I am often asked usually by programmers - What is Data Warehousing & how do I learn it? I explain to them we use all the same tools that you do but differently. That’s when I coined the term Data Sense. It describes the essence of Data Warehousing and separates Data Warehousing from rest of Programming. Every aspect of IT from Hardware / Software infrastructure to Design, Development and QA is done with massive data flows and need for data precession accuracy and meaning.

Friday, April 23, 2010

Difference between Cube, Database and file system data processing

File system: You need to specify how to access data, retrieve data and analyze data to get measurements.

Database: You need to specify how to retrieve data and analyze data to get measurements

Cube: You read the measurements.

Vijay

Wednesday, April 7, 2010

Thoughts on Financial Data Analysis

Measurement / Experiment: We have a financial system that we try to understand by looking at the way it has acted in the past. From a purely historical perspective why something happened is important. In addition knowledge of why something happened in the past will help us anticipate future behavior, OR let us modify our interface with system (i.e. your assets) to our advantage. We do keep in mind that such modification in and itself may change the system.

When the world is tiny (i.e. shop in an isolated town) you can understand how to manage your business by intuition, or by experience. Like how your child does arithmetic. However as the system grows and becomes more complex you will find the need to abstract, i.e. to stand taller to see farther. Like your child now studies algebra. You represent the system in terms of variables and values of those variables and call it data. The job at this point is to
1) Find the right variables to represent the system
2) Discover the relationships among those variables.
As data size increases you will find yourself confused again. Statistics lets us think clearly about data.

Statistical Data Analysis: You use statistical methods (predominantly non Bayesian) to find the right variables and the relationships between those variables. You use event distributions some ways of representing shapes of those distributions etc. However the end result is to reduce the amount of data from gigabytes to few numbers that you can comprehend.

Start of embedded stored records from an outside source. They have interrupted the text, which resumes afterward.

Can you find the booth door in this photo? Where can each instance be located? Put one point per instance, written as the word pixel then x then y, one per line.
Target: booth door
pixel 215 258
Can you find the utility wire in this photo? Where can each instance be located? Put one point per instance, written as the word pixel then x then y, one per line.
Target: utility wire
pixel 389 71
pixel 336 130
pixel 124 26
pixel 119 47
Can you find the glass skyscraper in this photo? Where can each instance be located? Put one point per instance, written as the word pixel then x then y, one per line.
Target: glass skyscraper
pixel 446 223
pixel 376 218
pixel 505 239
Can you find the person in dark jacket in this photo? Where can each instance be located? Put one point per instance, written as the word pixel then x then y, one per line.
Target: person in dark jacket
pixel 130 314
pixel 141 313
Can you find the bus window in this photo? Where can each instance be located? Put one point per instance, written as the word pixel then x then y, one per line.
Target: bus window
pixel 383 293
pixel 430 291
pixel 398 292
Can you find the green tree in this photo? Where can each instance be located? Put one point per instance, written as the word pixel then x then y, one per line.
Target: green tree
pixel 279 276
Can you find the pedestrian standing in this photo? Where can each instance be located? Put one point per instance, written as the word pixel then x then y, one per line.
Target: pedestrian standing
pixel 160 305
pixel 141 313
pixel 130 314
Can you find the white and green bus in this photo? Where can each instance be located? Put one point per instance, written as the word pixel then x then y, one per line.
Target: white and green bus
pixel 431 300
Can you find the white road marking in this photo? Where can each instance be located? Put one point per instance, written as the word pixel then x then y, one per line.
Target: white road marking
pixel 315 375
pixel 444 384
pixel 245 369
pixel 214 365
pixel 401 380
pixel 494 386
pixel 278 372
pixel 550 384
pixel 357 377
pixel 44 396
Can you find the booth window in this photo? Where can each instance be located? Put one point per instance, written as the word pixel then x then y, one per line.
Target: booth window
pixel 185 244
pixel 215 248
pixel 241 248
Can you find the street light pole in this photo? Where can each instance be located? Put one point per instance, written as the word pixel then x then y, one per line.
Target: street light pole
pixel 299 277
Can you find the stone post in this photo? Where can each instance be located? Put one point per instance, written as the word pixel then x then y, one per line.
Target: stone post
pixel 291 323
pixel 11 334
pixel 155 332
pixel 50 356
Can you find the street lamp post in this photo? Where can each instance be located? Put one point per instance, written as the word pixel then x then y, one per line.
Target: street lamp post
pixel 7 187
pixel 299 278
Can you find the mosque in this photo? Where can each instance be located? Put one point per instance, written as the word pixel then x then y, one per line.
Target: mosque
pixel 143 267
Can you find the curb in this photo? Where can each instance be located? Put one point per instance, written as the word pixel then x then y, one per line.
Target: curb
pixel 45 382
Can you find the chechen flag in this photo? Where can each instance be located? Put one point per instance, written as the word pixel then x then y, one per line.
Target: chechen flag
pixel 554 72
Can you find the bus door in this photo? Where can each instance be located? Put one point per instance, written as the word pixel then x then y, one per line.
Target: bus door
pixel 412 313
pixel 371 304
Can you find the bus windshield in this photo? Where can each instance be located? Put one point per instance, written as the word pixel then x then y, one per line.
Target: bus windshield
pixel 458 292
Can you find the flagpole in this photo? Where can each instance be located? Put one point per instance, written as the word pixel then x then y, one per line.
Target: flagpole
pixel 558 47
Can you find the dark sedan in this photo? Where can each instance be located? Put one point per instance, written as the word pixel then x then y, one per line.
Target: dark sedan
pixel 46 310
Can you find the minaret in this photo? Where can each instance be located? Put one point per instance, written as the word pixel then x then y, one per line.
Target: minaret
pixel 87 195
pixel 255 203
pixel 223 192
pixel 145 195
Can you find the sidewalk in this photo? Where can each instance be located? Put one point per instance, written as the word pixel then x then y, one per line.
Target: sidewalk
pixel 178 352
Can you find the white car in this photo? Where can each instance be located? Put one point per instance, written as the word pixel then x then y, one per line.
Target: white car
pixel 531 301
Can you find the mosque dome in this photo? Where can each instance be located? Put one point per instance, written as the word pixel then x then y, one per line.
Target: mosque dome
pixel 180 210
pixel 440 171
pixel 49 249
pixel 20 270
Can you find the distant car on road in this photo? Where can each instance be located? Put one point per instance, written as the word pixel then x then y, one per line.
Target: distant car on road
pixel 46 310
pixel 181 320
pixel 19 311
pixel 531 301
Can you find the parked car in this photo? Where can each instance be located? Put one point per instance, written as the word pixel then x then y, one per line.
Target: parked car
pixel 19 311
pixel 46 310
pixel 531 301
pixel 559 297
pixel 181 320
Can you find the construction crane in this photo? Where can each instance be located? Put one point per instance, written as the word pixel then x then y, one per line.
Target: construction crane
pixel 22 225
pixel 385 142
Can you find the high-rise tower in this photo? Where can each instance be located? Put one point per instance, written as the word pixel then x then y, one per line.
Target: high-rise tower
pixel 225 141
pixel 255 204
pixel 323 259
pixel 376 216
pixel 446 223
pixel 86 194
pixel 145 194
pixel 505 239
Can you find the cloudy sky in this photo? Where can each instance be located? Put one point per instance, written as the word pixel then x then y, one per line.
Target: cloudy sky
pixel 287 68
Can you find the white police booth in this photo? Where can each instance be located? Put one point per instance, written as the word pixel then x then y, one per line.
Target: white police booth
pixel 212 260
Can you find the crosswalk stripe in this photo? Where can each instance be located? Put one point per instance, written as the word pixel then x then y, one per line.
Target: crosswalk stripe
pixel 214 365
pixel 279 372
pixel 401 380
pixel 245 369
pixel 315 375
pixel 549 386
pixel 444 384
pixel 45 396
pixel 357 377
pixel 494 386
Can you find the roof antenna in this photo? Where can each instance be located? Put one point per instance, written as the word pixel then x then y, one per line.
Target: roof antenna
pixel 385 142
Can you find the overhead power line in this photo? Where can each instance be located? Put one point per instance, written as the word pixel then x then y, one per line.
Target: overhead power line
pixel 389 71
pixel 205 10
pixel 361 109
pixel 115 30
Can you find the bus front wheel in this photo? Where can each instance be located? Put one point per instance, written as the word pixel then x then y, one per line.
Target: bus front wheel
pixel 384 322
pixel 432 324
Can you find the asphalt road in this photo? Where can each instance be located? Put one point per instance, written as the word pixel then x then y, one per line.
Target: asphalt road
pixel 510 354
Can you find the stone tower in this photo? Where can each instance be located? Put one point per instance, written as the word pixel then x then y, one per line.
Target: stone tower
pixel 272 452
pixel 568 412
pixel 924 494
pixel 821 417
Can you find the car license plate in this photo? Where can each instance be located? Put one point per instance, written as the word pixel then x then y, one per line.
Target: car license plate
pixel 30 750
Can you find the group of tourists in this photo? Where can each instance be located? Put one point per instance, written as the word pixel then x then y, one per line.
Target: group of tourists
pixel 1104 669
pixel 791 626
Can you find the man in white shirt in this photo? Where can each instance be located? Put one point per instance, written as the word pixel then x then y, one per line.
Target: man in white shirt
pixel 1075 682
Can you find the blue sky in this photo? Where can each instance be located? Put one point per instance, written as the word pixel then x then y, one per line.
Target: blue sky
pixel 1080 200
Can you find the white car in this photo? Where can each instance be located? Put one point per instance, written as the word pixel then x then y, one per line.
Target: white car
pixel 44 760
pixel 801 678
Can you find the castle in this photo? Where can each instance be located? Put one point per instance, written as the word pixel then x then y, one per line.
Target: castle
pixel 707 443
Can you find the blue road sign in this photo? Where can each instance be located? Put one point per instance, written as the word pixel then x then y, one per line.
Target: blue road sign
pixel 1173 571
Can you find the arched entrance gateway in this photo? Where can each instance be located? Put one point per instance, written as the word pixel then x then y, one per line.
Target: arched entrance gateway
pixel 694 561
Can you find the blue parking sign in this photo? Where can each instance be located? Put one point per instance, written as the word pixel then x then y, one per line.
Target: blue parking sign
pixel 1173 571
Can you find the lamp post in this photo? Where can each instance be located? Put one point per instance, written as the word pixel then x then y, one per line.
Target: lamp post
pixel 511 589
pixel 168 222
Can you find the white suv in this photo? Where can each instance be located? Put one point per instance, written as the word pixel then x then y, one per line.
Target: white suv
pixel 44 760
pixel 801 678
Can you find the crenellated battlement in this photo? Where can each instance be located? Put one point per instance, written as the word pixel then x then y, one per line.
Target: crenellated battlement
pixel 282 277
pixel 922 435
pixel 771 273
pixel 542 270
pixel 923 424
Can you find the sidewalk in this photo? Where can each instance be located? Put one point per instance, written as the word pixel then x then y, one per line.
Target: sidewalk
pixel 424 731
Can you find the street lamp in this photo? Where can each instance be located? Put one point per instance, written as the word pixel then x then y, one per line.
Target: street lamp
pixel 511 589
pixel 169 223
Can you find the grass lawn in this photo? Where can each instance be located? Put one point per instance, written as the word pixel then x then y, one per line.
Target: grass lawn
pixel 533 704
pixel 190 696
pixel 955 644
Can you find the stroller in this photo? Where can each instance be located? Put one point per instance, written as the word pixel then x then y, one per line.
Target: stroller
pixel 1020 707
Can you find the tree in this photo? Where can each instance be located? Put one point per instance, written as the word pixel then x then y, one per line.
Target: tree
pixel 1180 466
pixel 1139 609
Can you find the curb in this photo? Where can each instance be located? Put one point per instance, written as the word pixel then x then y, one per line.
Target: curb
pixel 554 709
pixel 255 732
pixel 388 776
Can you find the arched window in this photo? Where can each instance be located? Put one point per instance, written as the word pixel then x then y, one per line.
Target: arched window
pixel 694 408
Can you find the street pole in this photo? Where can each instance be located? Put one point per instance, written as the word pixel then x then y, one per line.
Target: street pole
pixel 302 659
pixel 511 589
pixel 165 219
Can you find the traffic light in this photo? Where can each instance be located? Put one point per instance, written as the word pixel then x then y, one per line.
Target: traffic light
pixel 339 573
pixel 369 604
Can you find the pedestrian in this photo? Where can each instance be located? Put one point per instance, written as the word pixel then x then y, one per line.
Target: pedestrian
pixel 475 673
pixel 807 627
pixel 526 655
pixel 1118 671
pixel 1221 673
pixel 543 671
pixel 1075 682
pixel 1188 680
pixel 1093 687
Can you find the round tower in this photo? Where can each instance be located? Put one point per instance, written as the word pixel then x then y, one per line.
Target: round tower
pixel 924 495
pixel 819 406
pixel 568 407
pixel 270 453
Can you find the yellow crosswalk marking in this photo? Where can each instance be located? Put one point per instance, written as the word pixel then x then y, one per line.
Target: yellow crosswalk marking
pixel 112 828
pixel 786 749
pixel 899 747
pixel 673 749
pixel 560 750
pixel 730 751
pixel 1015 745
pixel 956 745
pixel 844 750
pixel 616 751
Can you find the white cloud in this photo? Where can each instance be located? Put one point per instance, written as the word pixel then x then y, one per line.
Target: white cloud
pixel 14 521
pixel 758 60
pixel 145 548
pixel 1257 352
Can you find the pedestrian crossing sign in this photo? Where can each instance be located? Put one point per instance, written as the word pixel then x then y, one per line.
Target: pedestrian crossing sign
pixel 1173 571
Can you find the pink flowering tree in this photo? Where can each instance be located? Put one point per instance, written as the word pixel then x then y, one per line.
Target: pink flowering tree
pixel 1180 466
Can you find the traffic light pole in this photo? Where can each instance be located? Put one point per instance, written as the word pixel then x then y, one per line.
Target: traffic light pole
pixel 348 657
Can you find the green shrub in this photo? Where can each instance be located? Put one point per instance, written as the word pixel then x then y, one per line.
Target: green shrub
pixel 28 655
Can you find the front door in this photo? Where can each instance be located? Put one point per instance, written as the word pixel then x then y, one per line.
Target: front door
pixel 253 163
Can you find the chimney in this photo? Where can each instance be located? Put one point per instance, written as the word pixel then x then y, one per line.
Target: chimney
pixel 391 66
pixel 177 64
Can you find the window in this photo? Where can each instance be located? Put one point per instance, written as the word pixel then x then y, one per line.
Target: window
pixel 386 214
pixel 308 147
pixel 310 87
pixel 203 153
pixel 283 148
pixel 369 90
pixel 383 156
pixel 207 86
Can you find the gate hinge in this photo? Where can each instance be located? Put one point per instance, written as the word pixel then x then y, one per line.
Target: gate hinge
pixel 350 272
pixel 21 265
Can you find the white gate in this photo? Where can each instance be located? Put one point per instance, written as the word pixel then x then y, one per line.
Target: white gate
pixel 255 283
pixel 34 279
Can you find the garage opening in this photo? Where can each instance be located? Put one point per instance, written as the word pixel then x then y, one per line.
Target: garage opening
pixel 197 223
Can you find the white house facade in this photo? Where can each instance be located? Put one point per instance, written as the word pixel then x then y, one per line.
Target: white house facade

Mathematical Model: At this point the problem can be that you don’t have data covering all the possible ranges of all the relevant variables. So you are restricted to a subset of ranges of those variables or a subspace. Then the issue is how you will understand outside the subspace. You do so by building a heuristic Mathematical Model interpolating and extrapolating known information. Here you have the possibility of non continuous behavior being not captured e.g. a phase change like from water to ice. So every mathematical model comes with fine print. Further measurements will refine model.

Theory: Understanding the experimental measurements at a deeper level i.e. in terms of more abstract variables and relationships will let us sometimes sidestep the problems of mathematical models. Again we can look farther with the theory and make a measurement to verify if the theory is right.

The above process is very important. And historically has worked. There are specific times and places where you sidestep the process.

Data Mining: You can develop algorithms to sweep through the data and discover candidates for further statistical analysis. I.e. some of the routine grunt work can be automated into a repeatable algorithm. You can take it further and use these tools themselves as part of the statistical data analysis process e.g. you can use neural nets to find segments that you analyze further.